After two moribund months, the leveraged loan market has picked up in the last two weeks.

So far this month Standard & Poor's Portfolio Management Data has tracked $11.3 billion of new issues, $4.1 billion of which will be marketed to institutional investors. That is up from $7 billion of new issues in May, $1.1 billion of which were offered to institutional investors, and $9 billion of new issues in April, of which $1.1 billion were marketed to institutions.

One of the biggest U.S. underwriters, Banc of America Securities, which closely tracks loan market activity, said 109 leveraged deals totaling $38.9 billion were in the pipeline, yet to be closed, as of June 14. That's the industry's largest forward calendar - in terms of volume - since October.

"Supply is up sharply," said Peter Clemson, a leveraged loan research associate at the Bank of America subsidiary. "Market participants are hopeful that this development represents a fundamental shift in activity."
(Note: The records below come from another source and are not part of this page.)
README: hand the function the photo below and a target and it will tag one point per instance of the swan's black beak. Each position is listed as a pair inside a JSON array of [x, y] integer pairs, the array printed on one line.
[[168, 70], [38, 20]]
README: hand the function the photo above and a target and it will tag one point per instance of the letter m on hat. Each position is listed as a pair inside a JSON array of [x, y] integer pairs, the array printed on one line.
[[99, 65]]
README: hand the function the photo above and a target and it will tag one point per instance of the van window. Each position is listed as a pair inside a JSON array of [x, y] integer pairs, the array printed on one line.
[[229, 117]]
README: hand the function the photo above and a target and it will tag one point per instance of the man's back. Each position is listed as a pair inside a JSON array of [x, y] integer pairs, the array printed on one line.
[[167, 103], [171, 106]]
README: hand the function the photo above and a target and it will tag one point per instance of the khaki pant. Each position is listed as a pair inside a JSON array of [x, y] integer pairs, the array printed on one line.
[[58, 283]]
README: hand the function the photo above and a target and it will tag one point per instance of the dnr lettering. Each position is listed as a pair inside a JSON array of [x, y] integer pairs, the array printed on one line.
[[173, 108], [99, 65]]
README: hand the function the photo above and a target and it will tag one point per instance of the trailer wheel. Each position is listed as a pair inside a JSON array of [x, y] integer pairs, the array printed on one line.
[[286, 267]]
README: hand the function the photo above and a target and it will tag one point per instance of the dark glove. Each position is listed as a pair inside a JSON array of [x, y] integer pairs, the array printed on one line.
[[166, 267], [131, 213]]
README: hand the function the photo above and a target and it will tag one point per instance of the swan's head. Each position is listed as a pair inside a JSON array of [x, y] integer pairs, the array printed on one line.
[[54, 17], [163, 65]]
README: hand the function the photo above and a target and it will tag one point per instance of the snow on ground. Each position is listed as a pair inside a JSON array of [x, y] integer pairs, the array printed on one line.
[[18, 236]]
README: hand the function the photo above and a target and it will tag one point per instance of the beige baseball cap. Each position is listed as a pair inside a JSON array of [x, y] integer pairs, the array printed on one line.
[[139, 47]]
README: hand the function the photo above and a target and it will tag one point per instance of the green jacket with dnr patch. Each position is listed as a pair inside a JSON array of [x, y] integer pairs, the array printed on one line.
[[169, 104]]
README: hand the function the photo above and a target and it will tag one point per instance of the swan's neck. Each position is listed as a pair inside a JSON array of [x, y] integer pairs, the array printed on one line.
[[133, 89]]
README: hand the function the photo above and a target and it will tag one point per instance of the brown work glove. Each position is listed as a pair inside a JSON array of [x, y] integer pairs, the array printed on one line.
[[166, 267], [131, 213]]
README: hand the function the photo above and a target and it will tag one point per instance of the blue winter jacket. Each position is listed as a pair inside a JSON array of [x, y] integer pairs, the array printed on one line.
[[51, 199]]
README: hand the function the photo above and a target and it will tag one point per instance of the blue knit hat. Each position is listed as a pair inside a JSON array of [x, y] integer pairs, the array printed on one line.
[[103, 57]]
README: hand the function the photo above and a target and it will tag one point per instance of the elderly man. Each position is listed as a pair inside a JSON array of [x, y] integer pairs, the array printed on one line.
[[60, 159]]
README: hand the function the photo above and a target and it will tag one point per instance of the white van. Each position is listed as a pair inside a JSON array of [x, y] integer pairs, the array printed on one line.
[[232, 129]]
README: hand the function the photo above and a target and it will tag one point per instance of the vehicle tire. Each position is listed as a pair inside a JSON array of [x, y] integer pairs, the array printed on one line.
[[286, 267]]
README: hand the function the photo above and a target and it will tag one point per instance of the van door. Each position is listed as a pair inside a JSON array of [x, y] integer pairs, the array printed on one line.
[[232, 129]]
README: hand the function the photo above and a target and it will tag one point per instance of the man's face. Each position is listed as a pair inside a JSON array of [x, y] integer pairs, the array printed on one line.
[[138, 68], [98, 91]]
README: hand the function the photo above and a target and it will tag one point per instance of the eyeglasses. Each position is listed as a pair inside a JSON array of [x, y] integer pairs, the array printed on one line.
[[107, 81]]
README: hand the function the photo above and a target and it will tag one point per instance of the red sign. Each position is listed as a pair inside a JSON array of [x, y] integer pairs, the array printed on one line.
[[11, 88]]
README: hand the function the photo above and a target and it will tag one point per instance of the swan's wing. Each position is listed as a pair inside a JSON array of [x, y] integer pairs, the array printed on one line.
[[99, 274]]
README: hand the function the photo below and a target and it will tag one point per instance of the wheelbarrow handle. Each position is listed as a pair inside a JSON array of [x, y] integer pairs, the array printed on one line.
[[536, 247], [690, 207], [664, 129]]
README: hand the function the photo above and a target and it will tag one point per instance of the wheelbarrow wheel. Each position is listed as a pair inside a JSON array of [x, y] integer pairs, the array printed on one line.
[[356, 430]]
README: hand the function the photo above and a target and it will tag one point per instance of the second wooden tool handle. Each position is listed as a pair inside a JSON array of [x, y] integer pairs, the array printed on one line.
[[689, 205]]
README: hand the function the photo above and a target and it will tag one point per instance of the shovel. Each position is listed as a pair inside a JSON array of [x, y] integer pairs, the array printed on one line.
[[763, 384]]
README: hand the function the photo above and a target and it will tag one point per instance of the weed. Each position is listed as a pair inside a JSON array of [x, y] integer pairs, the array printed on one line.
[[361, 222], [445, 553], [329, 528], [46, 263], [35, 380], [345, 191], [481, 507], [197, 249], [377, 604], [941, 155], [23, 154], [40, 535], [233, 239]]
Meanwhile, Banc of America's forward calendar for investment-grade loans dipped slightly last week because some large deals cleared the calendar. (See chart.)
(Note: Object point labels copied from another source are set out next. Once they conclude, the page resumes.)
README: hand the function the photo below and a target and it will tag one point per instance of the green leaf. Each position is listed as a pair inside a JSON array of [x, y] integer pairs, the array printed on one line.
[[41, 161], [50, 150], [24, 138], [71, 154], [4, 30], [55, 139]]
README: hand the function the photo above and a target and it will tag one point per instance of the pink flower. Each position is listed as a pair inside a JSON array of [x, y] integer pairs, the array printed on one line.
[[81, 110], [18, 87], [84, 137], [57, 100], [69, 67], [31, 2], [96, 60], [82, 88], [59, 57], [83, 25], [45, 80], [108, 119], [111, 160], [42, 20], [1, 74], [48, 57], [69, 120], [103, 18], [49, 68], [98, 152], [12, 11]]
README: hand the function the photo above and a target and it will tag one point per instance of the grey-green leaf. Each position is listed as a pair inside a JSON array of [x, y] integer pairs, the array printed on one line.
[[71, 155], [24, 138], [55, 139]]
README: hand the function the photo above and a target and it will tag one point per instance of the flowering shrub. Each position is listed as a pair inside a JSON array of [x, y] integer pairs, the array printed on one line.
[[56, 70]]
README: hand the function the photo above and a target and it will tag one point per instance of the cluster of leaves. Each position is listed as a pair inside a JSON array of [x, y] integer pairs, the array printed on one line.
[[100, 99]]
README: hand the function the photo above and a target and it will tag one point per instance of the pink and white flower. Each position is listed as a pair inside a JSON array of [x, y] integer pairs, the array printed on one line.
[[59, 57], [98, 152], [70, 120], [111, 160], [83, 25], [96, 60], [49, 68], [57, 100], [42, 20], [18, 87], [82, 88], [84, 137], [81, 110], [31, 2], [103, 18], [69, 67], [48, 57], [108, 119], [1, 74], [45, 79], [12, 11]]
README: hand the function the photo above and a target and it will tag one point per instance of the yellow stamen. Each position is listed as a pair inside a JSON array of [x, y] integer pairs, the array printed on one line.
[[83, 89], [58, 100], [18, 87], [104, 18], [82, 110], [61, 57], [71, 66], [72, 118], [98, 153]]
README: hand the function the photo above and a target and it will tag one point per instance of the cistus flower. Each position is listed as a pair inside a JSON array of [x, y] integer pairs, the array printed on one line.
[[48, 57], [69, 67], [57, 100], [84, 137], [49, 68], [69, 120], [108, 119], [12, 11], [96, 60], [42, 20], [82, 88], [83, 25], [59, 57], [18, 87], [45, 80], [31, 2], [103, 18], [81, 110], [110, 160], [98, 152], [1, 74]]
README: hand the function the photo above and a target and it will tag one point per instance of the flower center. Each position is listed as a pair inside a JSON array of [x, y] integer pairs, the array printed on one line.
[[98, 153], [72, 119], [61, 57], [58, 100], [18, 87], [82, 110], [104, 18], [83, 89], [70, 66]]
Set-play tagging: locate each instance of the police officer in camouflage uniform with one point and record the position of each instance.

Bankers and researchers also reported evidence of a percolating leveraged loan market.

"We've seen more deals come to market in the last couple of weeks than we've seen in a long period," said Paul Trefry, a managing director and head of senior debt capital markets at FleetBoston Robertson Stephens, the investment banking arm of FleetBoston Financial Corp. He was speaking of industry volume.

"I can't tell you how many deals we got in the past three days," Babak Varzandeh, a vice president at S&P's Portfolio Management Data, said on Thursday. "We haven't been this busy in at least two months."

"I think that people are seeing more stability in the interest rate environment," said Robert Brown, a managing director at FleetBoston.

Leveraged loans - which produce the richest margins in the syndicated loan market because they carry the most risk - had tanked this year after a prosperous 1999. A slight pickup earlier in the year proved fleeting.

Industry experts attribute this year's dramatic decline to the near shutdown in high-yield bonds, which bankers typically require on many bigger financing deals.

Leveraged loan underwriters hope the recent signs of an economic slowdown will persuade the Federal Reserve Board to end its monetary tightening and let the high-yield bond market it influences bounce back. Late last week, however, Fed members indicated they may increase interest rates again.

"The optimist would say things are looking better for the summer," Banc of America's Mr. Clemson said of the leveraged loan market, "but deal flow still remains below historical levels."